Planetary magnetic fields emerge from a process known as the dynamo effect, where a magnetic field is generated by an electrically conductive fluid — typically molten iron — through the rotation of the planet. A planetary dynamo also necessitates a source of internal heat to drive convective movements within the molten fluid. These conditions still prevail on Earth and sustain our planet’s magnetic field.

Such conditions may have also been present on the Moon during its early formation. The Moon formed in proximity to Earth from the debris resulting from a collision with a Mars-sized body. Before being tidally locked into synchronous rotation — which keeps one side of the Moon directed toward Earth — the Moon spun much more rapidly than it does now. Its closer distance to Earth also created tidal forces that helped maintain internal heat, fostering the dynamo effect and producing a lunar magnetic field.

Today, localized areas on the Moon exhibit magnetic fields reaching hundreds of nanoteslas, such as the Reiner Gamma region on Oceanus Procellarum (Ocean of Storms). These minor local fields could be remnants of an intense early global magnetic field, but scientists remain uncertain as to when this global field ceased to exist.

The samples returned by Chang’e 5 provided a chance for new data, supplementing those obtained from earlier missions. Such analysis also posed a distinctive set of challenges. Simply sealing and packaging a sample suffices to protect their chemistry. However, the collection, transport, and storage of samples can induce magnetism, which must be considered in any analysis.

The magnetic analysis of Chang’e 5 basalt samples conducted by Cai and his team determined that the Moon had a magnetic field of 2,000 to 4,000 nanoteslas when it was 2 billion years old, or roughly in the middle of its life span.
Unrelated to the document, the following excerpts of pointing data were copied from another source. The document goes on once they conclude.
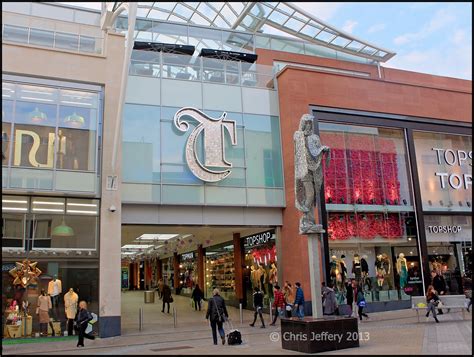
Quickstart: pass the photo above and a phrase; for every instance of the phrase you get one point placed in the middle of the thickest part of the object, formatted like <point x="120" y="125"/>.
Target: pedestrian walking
<point x="43" y="306"/>
<point x="160" y="288"/>
<point x="432" y="300"/>
<point x="197" y="296"/>
<point x="258" y="306"/>
<point x="289" y="294"/>
<point x="217" y="314"/>
<point x="278" y="304"/>
<point x="329" y="299"/>
<point x="361" y="303"/>
<point x="167" y="298"/>
<point x="439" y="285"/>
<point x="83" y="318"/>
<point x="299" y="301"/>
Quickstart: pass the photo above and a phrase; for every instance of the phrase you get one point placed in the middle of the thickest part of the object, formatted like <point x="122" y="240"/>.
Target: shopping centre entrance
<point x="231" y="258"/>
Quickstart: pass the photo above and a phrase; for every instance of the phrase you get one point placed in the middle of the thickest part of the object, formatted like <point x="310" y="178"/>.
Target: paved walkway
<point x="391" y="332"/>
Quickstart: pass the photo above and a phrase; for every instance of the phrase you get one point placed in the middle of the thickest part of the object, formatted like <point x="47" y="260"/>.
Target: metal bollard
<point x="241" y="314"/>
<point x="175" y="317"/>
<point x="140" y="319"/>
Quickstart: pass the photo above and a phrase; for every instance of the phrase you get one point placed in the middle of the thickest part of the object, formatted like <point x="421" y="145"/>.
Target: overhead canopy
<point x="164" y="47"/>
<point x="256" y="17"/>
<point x="228" y="55"/>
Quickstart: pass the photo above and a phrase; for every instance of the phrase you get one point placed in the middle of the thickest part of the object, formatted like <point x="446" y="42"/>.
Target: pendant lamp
<point x="63" y="230"/>
<point x="37" y="116"/>
<point x="74" y="120"/>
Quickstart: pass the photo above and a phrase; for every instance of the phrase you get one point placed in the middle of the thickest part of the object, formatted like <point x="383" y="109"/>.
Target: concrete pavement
<point x="391" y="332"/>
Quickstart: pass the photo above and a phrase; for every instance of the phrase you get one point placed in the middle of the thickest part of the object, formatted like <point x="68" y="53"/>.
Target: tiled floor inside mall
<point x="391" y="332"/>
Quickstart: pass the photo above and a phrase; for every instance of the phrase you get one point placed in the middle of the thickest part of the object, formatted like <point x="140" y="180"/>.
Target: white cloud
<point x="349" y="26"/>
<point x="376" y="28"/>
<point x="442" y="18"/>
<point x="321" y="10"/>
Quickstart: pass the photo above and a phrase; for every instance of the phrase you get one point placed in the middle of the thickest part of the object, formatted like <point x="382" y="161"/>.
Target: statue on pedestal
<point x="308" y="173"/>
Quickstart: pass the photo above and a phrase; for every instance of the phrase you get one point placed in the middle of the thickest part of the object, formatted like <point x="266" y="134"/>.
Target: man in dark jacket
<point x="258" y="306"/>
<point x="299" y="301"/>
<point x="439" y="284"/>
<point x="166" y="294"/>
<point x="216" y="313"/>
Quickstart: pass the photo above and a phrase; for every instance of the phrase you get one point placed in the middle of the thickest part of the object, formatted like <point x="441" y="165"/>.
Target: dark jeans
<point x="82" y="334"/>
<point x="362" y="313"/>
<point x="259" y="312"/>
<point x="218" y="325"/>
<point x="70" y="326"/>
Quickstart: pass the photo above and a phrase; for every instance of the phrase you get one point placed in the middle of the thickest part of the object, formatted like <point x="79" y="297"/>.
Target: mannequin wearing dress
<point x="70" y="307"/>
<point x="402" y="270"/>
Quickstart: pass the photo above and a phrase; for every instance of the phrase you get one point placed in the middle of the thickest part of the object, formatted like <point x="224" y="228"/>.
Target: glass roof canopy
<point x="255" y="16"/>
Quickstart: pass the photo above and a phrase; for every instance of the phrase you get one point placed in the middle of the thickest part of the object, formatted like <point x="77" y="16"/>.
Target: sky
<point x="428" y="37"/>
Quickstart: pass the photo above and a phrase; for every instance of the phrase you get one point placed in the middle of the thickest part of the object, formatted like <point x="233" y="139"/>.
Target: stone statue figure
<point x="308" y="173"/>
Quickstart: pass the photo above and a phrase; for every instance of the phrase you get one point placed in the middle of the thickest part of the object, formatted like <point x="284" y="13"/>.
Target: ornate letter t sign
<point x="214" y="148"/>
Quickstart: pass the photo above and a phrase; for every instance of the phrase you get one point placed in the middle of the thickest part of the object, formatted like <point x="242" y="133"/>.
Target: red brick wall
<point x="397" y="92"/>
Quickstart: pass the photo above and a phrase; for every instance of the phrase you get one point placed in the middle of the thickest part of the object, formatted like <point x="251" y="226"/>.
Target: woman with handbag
<point x="217" y="314"/>
<point x="44" y="305"/>
<point x="432" y="300"/>
<point x="83" y="318"/>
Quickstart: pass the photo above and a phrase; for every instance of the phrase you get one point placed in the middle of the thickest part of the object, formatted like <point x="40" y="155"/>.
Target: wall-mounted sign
<point x="259" y="238"/>
<point x="213" y="131"/>
<point x="444" y="229"/>
<point x="453" y="158"/>
<point x="187" y="256"/>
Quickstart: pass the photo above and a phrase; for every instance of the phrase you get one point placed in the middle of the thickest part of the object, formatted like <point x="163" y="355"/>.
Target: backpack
<point x="234" y="338"/>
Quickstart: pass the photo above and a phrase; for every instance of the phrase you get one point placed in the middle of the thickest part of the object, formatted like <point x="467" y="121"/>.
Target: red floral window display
<point x="345" y="226"/>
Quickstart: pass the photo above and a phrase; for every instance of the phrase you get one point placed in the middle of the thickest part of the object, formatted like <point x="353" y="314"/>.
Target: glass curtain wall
<point x="371" y="222"/>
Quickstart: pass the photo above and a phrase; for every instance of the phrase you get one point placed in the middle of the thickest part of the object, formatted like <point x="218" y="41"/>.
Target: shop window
<point x="445" y="171"/>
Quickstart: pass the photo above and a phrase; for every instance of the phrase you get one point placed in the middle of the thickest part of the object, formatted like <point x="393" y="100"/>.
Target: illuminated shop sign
<point x="444" y="229"/>
<point x="213" y="131"/>
<point x="258" y="239"/>
<point x="453" y="158"/>
<point x="187" y="256"/>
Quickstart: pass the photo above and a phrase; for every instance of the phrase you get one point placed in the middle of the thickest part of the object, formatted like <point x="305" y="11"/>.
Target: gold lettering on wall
<point x="34" y="148"/>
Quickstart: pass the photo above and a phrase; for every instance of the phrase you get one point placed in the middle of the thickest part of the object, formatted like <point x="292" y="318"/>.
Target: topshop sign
<point x="453" y="158"/>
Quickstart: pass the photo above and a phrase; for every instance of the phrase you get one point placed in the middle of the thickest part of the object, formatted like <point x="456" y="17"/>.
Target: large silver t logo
<point x="214" y="131"/>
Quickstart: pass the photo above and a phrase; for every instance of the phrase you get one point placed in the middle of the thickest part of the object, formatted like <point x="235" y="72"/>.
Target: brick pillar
<point x="200" y="266"/>
<point x="159" y="269"/>
<point x="238" y="267"/>
<point x="176" y="270"/>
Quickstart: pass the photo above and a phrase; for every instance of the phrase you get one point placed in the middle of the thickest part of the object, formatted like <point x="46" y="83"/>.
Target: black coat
<point x="258" y="299"/>
<point x="216" y="302"/>
<point x="166" y="293"/>
<point x="439" y="284"/>
<point x="197" y="294"/>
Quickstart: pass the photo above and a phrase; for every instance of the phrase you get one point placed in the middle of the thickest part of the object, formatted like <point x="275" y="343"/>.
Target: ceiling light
<point x="63" y="230"/>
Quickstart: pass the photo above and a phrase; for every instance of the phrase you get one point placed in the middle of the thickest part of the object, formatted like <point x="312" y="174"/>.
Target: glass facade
<point x="154" y="154"/>
<point x="50" y="137"/>
<point x="371" y="221"/>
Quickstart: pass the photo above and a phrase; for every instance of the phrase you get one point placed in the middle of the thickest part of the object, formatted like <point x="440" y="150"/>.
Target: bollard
<point x="271" y="312"/>
<point x="241" y="314"/>
<point x="175" y="317"/>
<point x="140" y="319"/>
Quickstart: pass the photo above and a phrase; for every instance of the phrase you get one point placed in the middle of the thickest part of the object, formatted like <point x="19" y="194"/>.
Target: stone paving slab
<point x="390" y="332"/>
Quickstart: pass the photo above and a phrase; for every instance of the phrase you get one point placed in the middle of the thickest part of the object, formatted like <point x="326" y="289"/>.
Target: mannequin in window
<point x="388" y="269"/>
<point x="356" y="267"/>
<point x="365" y="272"/>
<point x="54" y="290"/>
<point x="273" y="278"/>
<point x="380" y="271"/>
<point x="402" y="270"/>
<point x="70" y="307"/>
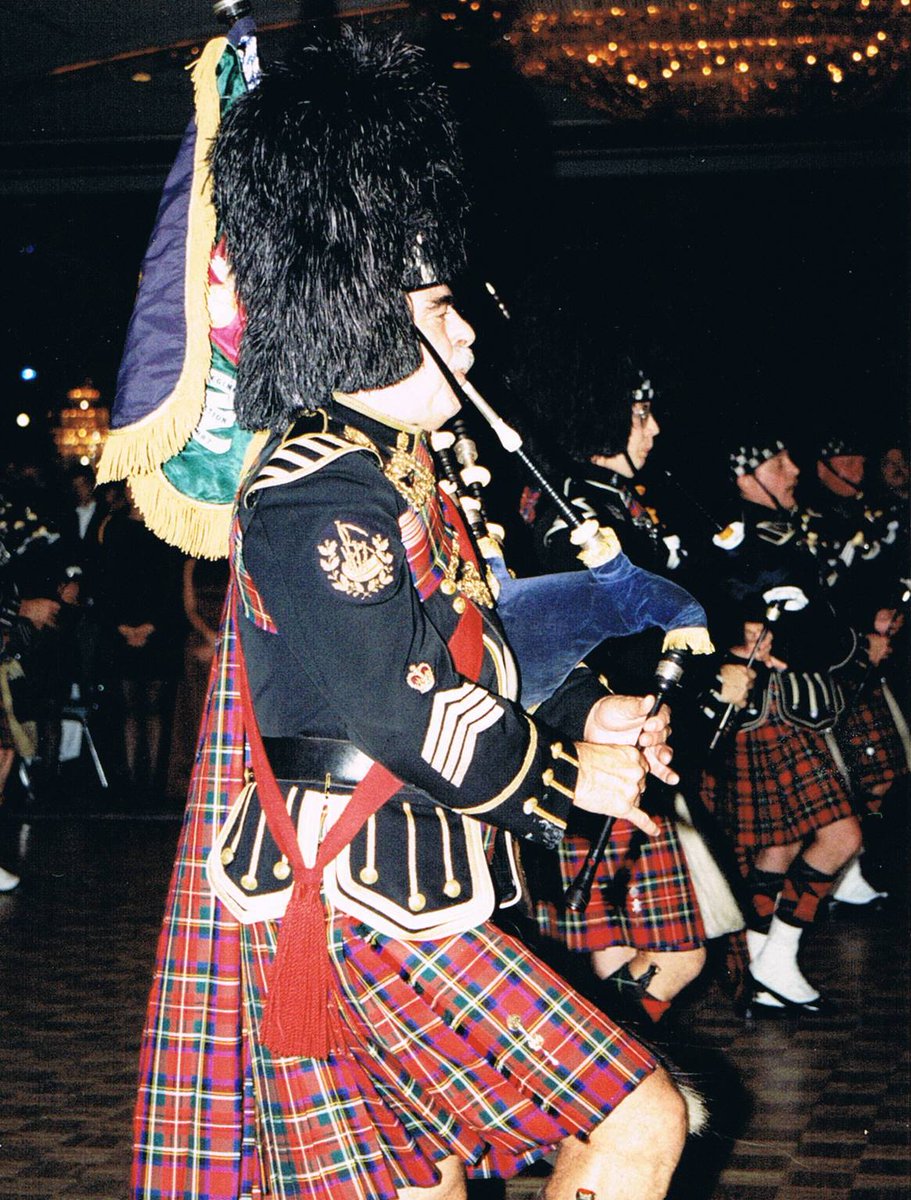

The underlying consequence of this magnetic discovery is that the planetary dynamo effect was still in play at this point in lunar history, suggesting that the Moon’s interior remained molten and was experiencing convective forces capable of sustaining volcanism.

Impacts on exploration

The absence of a magnetic field also has ramifications for the presence of water on the Moon’s surface — and for future explorers who may wish to utilize it.

Without a magnetic field, solar wind particles hit the Moon’s surface unobstructed. (The Moon briefly receives shielding from the solar wind each lunar month when it navigates through the extended tail of Earth’s magnetic field, which extends away from the Sun. However, this shielding period is too brief to have any significant long-term effect.)

When hydrogen and helium atoms from the solar wind collide with the Moon’s surface, they interact with lunar minerals and oxides to create various products. These include hydroxyls (one hydrogen atom and one oxygen atom) as well as water molecules (two hydrogen atoms and one oxygen atom). Other combinations yield the potentially valuable resource of Helium-3 (³H), which could eventually be employed to produce rocket fuel. The potential of water on the Moon is one of the key motivators behind the ongoing Artemis crewed lunar program.

However, what if the Moon once had a magnetic field that protected it from the solar wind? A lunar magnetic field would limit the interaction between solar hydrogen and lunar oxygen, consequently diminishing the quantity of native water frozen in permanently shadowed polar regions. Furthermore, Helium-3 deposits may not be as plentiful as anticipated.

Future lunar explorations by NASA and international space flight collaborators will soon determine how much water actually exists, continuing to unveil the mysteries surrounding Earth’s solitary moon.